For the U.S., this is more than an economic opportunity lost. It is a giant geopolitical head start. Brazil is an emerging energy powerhouse and one of the fastest-growing markets. By ceding ground to China, we weaken our strategic position and limit U.S. business opportunities. The U.S. should not try to out-subsidize China, but true American energy dominance requires global market leadership.
The U.S. never will, nor should it, try to out-subsidize China to compete. But the U.S. must treat energy finance as a core pillar of national security, not an afterthought.
The good news: America has the tools to win, but only if we sharpen and use them. That starts with enhancing the scale and strategic focus of the U.S. International Development Finance Corporation (DFC), giving it the flexibility and a revolving fund to make long-term investments that reinforce American supply chains and strengthen our allies.
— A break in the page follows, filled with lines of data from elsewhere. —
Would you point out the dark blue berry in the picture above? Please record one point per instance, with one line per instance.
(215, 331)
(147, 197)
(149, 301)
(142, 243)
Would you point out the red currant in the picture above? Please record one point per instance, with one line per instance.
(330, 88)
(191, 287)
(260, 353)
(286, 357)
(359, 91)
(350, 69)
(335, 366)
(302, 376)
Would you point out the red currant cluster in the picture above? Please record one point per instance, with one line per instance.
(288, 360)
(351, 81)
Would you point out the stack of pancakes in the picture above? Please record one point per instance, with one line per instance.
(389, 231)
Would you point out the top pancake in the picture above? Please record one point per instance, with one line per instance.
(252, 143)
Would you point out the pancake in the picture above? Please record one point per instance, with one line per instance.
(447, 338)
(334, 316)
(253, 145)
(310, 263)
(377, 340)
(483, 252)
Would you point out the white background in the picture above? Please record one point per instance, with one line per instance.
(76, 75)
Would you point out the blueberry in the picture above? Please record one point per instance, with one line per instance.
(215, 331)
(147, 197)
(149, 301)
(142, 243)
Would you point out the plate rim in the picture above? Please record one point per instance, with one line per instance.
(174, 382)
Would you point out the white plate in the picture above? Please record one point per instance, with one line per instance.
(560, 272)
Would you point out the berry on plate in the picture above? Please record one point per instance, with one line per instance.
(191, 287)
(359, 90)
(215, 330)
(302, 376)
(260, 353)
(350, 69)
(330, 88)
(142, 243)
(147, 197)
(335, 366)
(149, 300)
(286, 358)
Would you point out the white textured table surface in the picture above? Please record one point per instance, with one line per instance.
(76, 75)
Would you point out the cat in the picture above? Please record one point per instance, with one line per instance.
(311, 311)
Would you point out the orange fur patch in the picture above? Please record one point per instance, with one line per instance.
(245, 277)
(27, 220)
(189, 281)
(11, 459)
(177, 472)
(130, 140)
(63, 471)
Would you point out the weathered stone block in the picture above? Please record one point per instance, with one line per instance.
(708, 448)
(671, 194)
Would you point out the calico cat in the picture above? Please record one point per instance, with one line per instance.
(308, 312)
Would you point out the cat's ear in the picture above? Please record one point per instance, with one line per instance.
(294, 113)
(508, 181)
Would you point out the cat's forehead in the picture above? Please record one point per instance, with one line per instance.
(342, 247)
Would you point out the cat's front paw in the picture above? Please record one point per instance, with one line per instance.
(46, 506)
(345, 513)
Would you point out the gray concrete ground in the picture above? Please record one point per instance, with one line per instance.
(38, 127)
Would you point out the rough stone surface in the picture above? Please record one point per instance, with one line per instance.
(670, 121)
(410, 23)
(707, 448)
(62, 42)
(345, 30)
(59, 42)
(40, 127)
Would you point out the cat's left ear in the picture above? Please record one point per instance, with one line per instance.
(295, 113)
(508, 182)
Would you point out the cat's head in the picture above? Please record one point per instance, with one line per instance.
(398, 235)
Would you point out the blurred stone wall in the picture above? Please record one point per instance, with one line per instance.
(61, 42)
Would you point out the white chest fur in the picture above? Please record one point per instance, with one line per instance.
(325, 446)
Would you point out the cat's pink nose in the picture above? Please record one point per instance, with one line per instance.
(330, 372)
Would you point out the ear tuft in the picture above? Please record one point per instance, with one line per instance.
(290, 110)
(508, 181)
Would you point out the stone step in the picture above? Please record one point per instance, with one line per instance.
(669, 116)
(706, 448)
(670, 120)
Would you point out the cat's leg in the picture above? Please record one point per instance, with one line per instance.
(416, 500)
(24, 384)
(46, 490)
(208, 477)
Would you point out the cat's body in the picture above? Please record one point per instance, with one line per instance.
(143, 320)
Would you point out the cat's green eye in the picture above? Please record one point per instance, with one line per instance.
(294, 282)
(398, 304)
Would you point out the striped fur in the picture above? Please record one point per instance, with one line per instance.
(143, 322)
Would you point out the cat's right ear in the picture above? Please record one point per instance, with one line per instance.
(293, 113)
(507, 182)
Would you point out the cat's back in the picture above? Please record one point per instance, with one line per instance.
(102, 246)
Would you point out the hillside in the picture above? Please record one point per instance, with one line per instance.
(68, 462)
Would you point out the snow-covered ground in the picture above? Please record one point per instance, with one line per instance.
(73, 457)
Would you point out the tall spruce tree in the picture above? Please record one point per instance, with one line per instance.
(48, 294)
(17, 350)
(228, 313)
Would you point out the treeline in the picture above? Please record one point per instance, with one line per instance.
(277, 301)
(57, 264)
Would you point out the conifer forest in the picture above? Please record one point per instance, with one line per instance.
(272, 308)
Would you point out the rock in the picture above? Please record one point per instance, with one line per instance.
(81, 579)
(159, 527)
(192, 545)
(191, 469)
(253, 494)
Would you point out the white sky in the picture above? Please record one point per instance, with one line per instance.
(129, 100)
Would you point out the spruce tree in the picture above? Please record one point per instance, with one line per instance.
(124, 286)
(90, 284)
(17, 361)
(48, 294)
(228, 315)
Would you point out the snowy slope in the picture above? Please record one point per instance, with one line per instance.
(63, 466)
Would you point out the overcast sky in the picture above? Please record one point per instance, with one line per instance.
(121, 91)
The Export-Import Bank (EXIM) also needs a stronger financing toolkit to reshore American manufacturing and supply chains. Raising its default rate cap would allow EXIM to back bigger, American-made projects, from advanced nuclear reactors to next-generation grid systems, that showcase U.S. leadership and reduce reliance on Chinese state-backed financing. Creating National Interests Accounts would ensure our investments serve clear strategic objectives.
Finally, the U.S. needs an Energy Security Compacts (ESC) framework: an interagency playbook that unites DFC, EXIM, the U.S. Trade and Development Agency, the Millennium Challenge Corporation and the Department of Energy. Through long-term agreements with clear, measurable outcomes targeting energy security and infrastructure, America can once again set the pace for global energy development. ESCs offer a bipartisan pathway to strengthen the Trump Administration’s work in countering China and Russia, while elevating energy security as a core pillar of U.S. foreign policy.
Our innovation and entrepreneurial spirit have long been foundational to American strength. Today, that dominance is being contested not on our soil but in markets abroad. If we fail to act, China will continue writing the rules of the global energy order. If we rise to the challenge, the U.S. can secure energy independence and global energy dominance, cementing our role as the partner of choice for nations like Brazil and beyond.
America has some of the strongest and most competitive companies in the world, but they are running into too many limitations to get products built domestically and reach new markets. We must get serious about competing with China by strengthening America’s capabilities to permit development domestically, and by promoting energy technology and expertise worldwide. Both building domestic supply chains on rising U.S. demand and a global order book support our economic growth and geopolitical leverage. This isn’t just about economics; it’s about national security and reducing global emissions through American innovation, rather than Chinese control.
• Jeremy Harrell is the CEO of ClearPath, a conservative energy organization whose mission is to accelerate American innovation to reduce global energy emissions.